Alvez, muni d’une énorme louche de métal, remuait le liquide, qui jetait de larges éclats blafards sur ces singes en délire.

Moini Loungga s’avança. Il saisit la louche des mains du traitant, la plongea dans la bassine, puis, la retirant pleine de punch en flammes, il l’approcha de ses lèvres.

Quel cri poussa alors le roi de Kazonndé !

Un fait de combustion spontanée venait de se produire. Le roi avait pris feu comme une bonbonne de pétrole.
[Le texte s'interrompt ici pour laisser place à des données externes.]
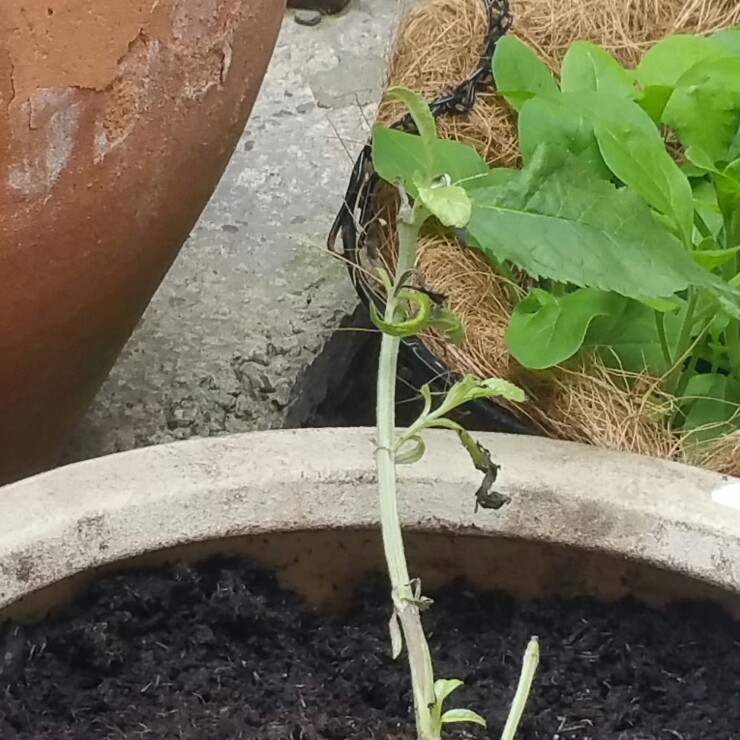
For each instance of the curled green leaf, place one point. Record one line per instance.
(411, 451)
(408, 327)
(462, 715)
(449, 323)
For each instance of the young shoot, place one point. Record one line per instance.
(428, 187)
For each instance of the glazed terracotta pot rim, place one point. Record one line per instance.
(83, 516)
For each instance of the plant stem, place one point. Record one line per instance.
(665, 349)
(684, 342)
(523, 689)
(405, 604)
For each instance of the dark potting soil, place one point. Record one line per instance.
(219, 651)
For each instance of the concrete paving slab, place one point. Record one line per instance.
(253, 295)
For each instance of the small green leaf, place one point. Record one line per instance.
(401, 156)
(711, 407)
(469, 388)
(653, 100)
(519, 73)
(449, 323)
(704, 109)
(628, 339)
(729, 38)
(727, 185)
(408, 327)
(419, 110)
(634, 151)
(394, 628)
(462, 715)
(710, 257)
(443, 687)
(545, 330)
(500, 388)
(587, 66)
(563, 126)
(706, 207)
(669, 59)
(558, 220)
(450, 204)
(412, 450)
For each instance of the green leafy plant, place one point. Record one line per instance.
(427, 176)
(625, 215)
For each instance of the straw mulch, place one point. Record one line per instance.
(438, 45)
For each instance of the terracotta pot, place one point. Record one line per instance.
(581, 520)
(116, 122)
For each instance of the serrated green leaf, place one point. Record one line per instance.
(634, 151)
(704, 109)
(706, 207)
(519, 73)
(665, 62)
(462, 715)
(401, 156)
(450, 204)
(546, 330)
(558, 220)
(500, 388)
(587, 66)
(627, 338)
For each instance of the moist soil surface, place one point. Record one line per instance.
(219, 651)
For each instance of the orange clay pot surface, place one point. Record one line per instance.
(117, 119)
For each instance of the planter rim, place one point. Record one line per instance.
(90, 514)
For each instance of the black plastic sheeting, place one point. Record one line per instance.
(358, 211)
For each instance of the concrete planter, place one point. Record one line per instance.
(582, 520)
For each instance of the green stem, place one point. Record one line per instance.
(660, 324)
(684, 341)
(523, 689)
(405, 605)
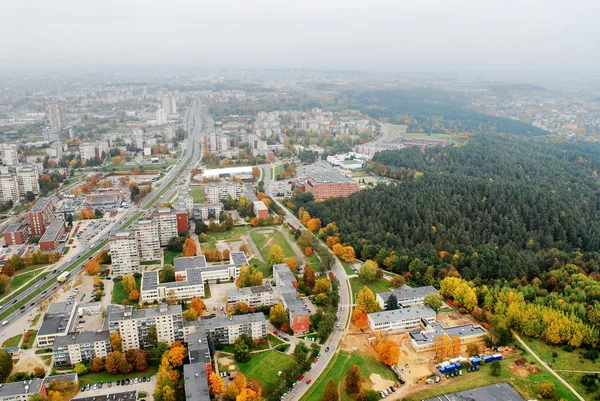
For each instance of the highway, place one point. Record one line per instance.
(343, 316)
(198, 124)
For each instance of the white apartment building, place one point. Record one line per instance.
(87, 151)
(132, 325)
(9, 155)
(216, 192)
(147, 237)
(80, 346)
(9, 188)
(161, 117)
(167, 225)
(124, 253)
(28, 180)
(401, 319)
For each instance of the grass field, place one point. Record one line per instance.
(170, 255)
(119, 293)
(526, 386)
(197, 193)
(337, 368)
(264, 242)
(93, 378)
(357, 284)
(264, 366)
(12, 342)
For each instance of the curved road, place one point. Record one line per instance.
(198, 124)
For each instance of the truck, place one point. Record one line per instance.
(63, 277)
Ce feu développait peu de chaleur, mais il n’en dévorait pas moins.

À ce spectacle, la danse des indigènes s’était subitement arrêtée.

Un ministre de Moini Loungga se précipita sur son souverain pour l’éteindre ; mais, non moins alcoolisé que son maître, il prit feu à son tour.

À ce compte, la cour de Moini Loungga était en péril de brûler tout entière !

Alvez et Negoro ne savaient comment porter secours à Sa Majesté. Les femmes épouvantées avaient pris la fuite. Quant à Coïmbra, il détala rapidement, connaissant bien sa nature inflammable.

Le roi et le ministre, qui étaient tombés sur le sol, se tordaient en proie à d’affreuses souffrances.

Dans les corps si profondément alcoolisés, la combustion ne produit qu’une flamme légère et bleuâtre que l’eau ne saurait éteindre. Même étouffée à l’extérieur, elle continuerait encore à brûler intérieurement. Quand les liqueurs ont pénétré tous les tissus, il n’existe aucun moyen d’arrêter la combustion.